The set of bindings in effect when evaluating a particular instruction is called its “environment”. For a block, we therefore need to distinguish between two such “environments”.
The bindings in effect at the point we’re creating the “block value” (or “block
object” if you want) is its “definition environment”. This “block value”
refers to the Block type value we’re placing on the stack and therefore
the “definition environment” is the environment in effect when we’re creating
this Block type value.
The bindings in effect at the point we’re invoking the block is called its
“evaluation environment”. This is the environment in effect when we
evaluate distance do. The problem we currently have is that we’re not
distinguishing between these two environments. More specifically, we’re letting
the evaluation environment affect the inside of the block where the definition
environment is the one that’s supposed to be in effect. This is because the
definition environment is what lends meaning to the value of the symbols used
within the block and we don’t want the evaluation environment to be responsible
for that.
Note
Think about why it is the definition environment that lends meaning to the inside of a block. What consequences does it have when building large programs as a collection of small pieces of functionality?
As with many problems, identifying the problem is the major part of fixing it. In this case, because we only have one notion of environment, we need to store away the definition environment along with the block when we’re creating it, so that we can refer to it later at evaluation time.

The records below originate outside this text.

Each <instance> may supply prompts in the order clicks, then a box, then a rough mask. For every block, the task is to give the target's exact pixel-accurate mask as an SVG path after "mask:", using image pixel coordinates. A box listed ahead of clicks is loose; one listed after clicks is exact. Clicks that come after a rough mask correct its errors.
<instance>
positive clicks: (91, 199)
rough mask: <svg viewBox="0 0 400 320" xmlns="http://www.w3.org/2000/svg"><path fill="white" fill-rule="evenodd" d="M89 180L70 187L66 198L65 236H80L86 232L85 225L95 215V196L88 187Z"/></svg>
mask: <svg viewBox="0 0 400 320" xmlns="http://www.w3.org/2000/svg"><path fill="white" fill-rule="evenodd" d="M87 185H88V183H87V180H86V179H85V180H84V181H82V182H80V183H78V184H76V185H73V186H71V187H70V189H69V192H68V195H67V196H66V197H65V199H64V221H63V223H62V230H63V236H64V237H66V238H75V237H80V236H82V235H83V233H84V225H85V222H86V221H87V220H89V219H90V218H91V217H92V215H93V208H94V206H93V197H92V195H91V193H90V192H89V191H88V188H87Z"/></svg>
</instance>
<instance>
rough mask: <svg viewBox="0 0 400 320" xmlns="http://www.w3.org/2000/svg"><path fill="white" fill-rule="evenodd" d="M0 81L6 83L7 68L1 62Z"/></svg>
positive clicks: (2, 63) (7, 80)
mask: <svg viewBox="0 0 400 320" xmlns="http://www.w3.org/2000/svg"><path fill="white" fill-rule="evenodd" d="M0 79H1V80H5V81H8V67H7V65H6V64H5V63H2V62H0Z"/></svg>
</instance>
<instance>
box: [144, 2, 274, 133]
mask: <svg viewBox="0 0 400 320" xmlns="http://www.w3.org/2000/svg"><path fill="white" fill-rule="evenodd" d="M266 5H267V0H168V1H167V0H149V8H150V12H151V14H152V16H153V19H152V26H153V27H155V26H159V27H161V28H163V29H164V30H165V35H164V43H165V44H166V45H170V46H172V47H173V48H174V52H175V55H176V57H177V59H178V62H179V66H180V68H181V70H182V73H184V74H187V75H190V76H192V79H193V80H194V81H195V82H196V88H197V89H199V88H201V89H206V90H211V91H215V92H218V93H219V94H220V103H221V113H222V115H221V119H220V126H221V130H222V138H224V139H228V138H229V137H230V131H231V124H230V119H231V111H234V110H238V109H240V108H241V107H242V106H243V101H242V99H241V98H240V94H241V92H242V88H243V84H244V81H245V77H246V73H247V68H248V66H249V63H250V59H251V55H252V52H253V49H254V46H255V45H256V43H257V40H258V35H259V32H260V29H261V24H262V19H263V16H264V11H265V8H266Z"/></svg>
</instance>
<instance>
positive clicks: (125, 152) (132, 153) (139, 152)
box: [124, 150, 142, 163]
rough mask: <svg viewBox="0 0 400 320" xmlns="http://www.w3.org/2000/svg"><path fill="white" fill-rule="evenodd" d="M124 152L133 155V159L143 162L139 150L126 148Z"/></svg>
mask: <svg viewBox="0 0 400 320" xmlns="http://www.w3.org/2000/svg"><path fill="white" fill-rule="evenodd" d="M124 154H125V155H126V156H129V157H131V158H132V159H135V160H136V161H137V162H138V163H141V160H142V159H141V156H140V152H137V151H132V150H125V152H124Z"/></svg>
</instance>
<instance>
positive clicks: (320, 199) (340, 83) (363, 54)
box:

(struct Block (program definition-time-bindings))
(define (process-instruction instr state)
(match state
[(State stack bindings)
(cond
; <common-operators>
; ...
; </common-operators>
; A "block" compound instruction is given like (block dup + sqrt)
[(and (list? instr)
(not (empty? instr))
(equal? (first instr) 'block))
(State (push (Block (rest instr) bindings) stack) bindings)]
; ^---- Note that we added this
; to store the definition time
; bindings when we're making the block.
; A "do" instruction will pop a Block value off the top of the
; stack and "run" it.
[(equal? instr 'do)
(match (top stack)
[(Block program definition-time-bindings)

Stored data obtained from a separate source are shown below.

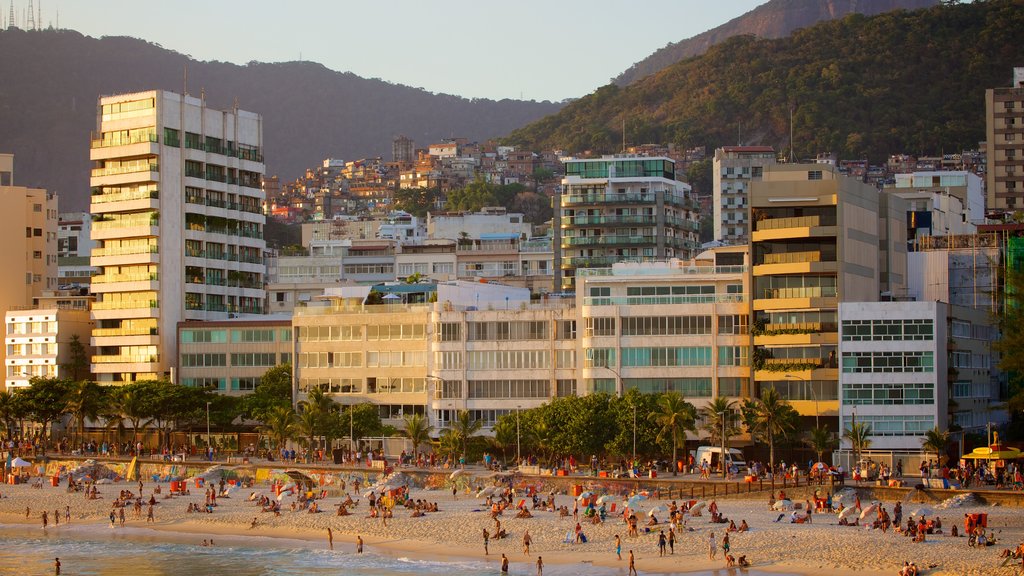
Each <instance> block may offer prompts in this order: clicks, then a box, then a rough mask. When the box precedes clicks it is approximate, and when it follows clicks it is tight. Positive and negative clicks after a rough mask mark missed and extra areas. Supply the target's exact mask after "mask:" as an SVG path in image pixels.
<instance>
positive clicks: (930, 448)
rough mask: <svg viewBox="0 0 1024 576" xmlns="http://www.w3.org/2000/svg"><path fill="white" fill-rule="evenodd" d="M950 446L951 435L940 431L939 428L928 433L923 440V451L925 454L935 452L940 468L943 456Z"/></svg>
mask: <svg viewBox="0 0 1024 576" xmlns="http://www.w3.org/2000/svg"><path fill="white" fill-rule="evenodd" d="M948 445H949V433H948V431H945V430H942V429H939V426H935V427H934V428H932V429H930V430H928V431H926V433H925V437H924V438H922V439H921V449H922V450H924V451H925V452H935V463H936V465H938V466H941V465H942V460H943V457H942V456H943V455H944V453H945V451H946V446H948Z"/></svg>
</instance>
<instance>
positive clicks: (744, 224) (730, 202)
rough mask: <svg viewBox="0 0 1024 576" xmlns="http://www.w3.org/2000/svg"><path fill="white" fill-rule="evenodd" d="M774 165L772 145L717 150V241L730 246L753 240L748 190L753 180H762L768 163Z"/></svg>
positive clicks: (740, 243)
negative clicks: (748, 210)
mask: <svg viewBox="0 0 1024 576" xmlns="http://www.w3.org/2000/svg"><path fill="white" fill-rule="evenodd" d="M771 164H775V151H774V149H772V148H771V147H770V146H727V147H725V148H720V149H718V150H716V151H715V161H714V168H713V169H714V176H713V180H714V199H713V202H714V206H715V240H720V241H722V242H724V243H726V244H729V245H738V244H746V243H748V242H749V241H750V239H751V234H750V232H751V227H750V222H749V221H748V219H746V211H748V208H749V207H750V204H751V202H750V196H749V194H748V189H749V188H750V182H751V181H752V180H760V179H761V176H762V174H763V173H764V168H765V166H768V165H771Z"/></svg>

; ^---- Now we pick up what we stored away
; at definition time.
; <<<---->>>>
; We've modified this expression to consider only the stack
; as part of the result state of executing a block. We discard
; the bindings it produces and retain the original
; definition-time-bindings that were captured when the block
; was created.
(State (State-stack (stack-machine program
(State (pop stack) definition-time-bindings)))
; ^---- Note this.
bindings)]
; ^------------ These bindings are unaffected by what happens
; when running the block.
[_ (raise-argument-error 'process-instruction
"Block value on stack"
stack)])]
; ...
; THE REST OF (def <symbol>) and (symbol? x) etc.
; ...
[#t
(raise-argument-error 'process-instruction "Valid instruction" instr)])]))
With this, we’ve dealt the final blow to dynamic scoping in our interpreter.

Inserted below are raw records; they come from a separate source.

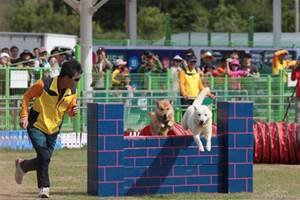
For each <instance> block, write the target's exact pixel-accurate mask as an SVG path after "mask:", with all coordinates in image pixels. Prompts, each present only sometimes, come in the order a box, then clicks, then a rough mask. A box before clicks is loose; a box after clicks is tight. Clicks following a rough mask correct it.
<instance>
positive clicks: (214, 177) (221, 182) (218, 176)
mask: <svg viewBox="0 0 300 200" xmlns="http://www.w3.org/2000/svg"><path fill="white" fill-rule="evenodd" d="M211 181H212V182H211V183H212V184H223V183H224V177H223V176H212V177H211Z"/></svg>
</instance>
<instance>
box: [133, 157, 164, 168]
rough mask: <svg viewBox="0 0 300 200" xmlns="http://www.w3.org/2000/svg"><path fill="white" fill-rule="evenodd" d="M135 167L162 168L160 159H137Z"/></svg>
mask: <svg viewBox="0 0 300 200" xmlns="http://www.w3.org/2000/svg"><path fill="white" fill-rule="evenodd" d="M135 166H160V158H136V160H135Z"/></svg>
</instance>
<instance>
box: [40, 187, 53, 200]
mask: <svg viewBox="0 0 300 200" xmlns="http://www.w3.org/2000/svg"><path fill="white" fill-rule="evenodd" d="M38 196H39V198H49V197H50V190H49V188H48V187H41V188H40V191H39V194H38Z"/></svg>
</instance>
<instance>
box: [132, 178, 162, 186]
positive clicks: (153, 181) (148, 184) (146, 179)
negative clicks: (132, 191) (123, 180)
mask: <svg viewBox="0 0 300 200" xmlns="http://www.w3.org/2000/svg"><path fill="white" fill-rule="evenodd" d="M159 185H160V178H140V179H138V180H137V181H136V186H137V187H139V186H159Z"/></svg>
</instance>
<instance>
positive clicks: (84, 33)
mask: <svg viewBox="0 0 300 200" xmlns="http://www.w3.org/2000/svg"><path fill="white" fill-rule="evenodd" d="M92 2H93V0H82V1H80V3H81V14H80V43H81V65H82V67H83V72H84V85H83V89H84V90H85V91H91V90H92V88H91V87H90V85H91V83H92V67H93V55H92V38H93V34H92V29H93V27H92V10H91V8H92V7H93V4H92Z"/></svg>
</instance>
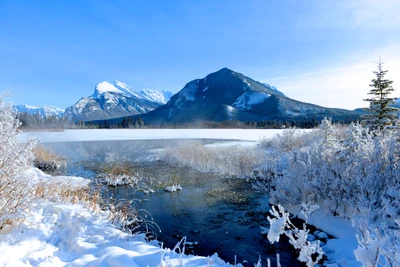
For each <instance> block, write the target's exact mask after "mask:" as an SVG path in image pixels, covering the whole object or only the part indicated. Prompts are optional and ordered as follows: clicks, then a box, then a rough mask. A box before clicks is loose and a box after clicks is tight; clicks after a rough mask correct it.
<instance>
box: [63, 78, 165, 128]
mask: <svg viewBox="0 0 400 267" xmlns="http://www.w3.org/2000/svg"><path fill="white" fill-rule="evenodd" d="M171 95H172V93H170V92H166V91H162V92H160V91H156V90H151V89H143V90H142V91H140V92H136V91H135V90H133V89H132V87H130V86H128V85H127V84H125V83H123V82H121V81H114V83H109V82H101V83H99V84H97V85H96V87H95V90H94V93H93V94H92V95H91V96H88V97H82V98H81V99H80V100H79V101H78V102H76V103H75V104H74V105H72V106H71V107H69V108H67V109H66V110H65V113H64V115H65V116H68V117H69V118H72V119H73V120H74V121H90V120H104V119H111V118H117V117H123V116H131V115H137V114H144V113H146V112H149V111H151V110H154V109H155V108H157V107H159V106H161V105H163V104H166V103H167V101H168V100H169V99H170V97H171Z"/></svg>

Our interpreter now properly implements “lexical scoping” – i.e. the
meaning of a particular symbol used is taken to be available in the region of
program text where it’s used. That’s an informal way of saying it though. We
usually imply that there is some region of code (usually delimited by some form
of brackets or pair of keywords like begin and end) which is the
intended “region of program text”.
Exercise
While we’ve “fixed” dynamic scoping, think about whether we’ve lost any useful ability along the way.
Exercise
Btw we’ve also gained another ability when we implemented proper lexical
scoping in stack-machine. Can you spot it? What possible ways to use
blocks would you try to exhaust some of these possibilities?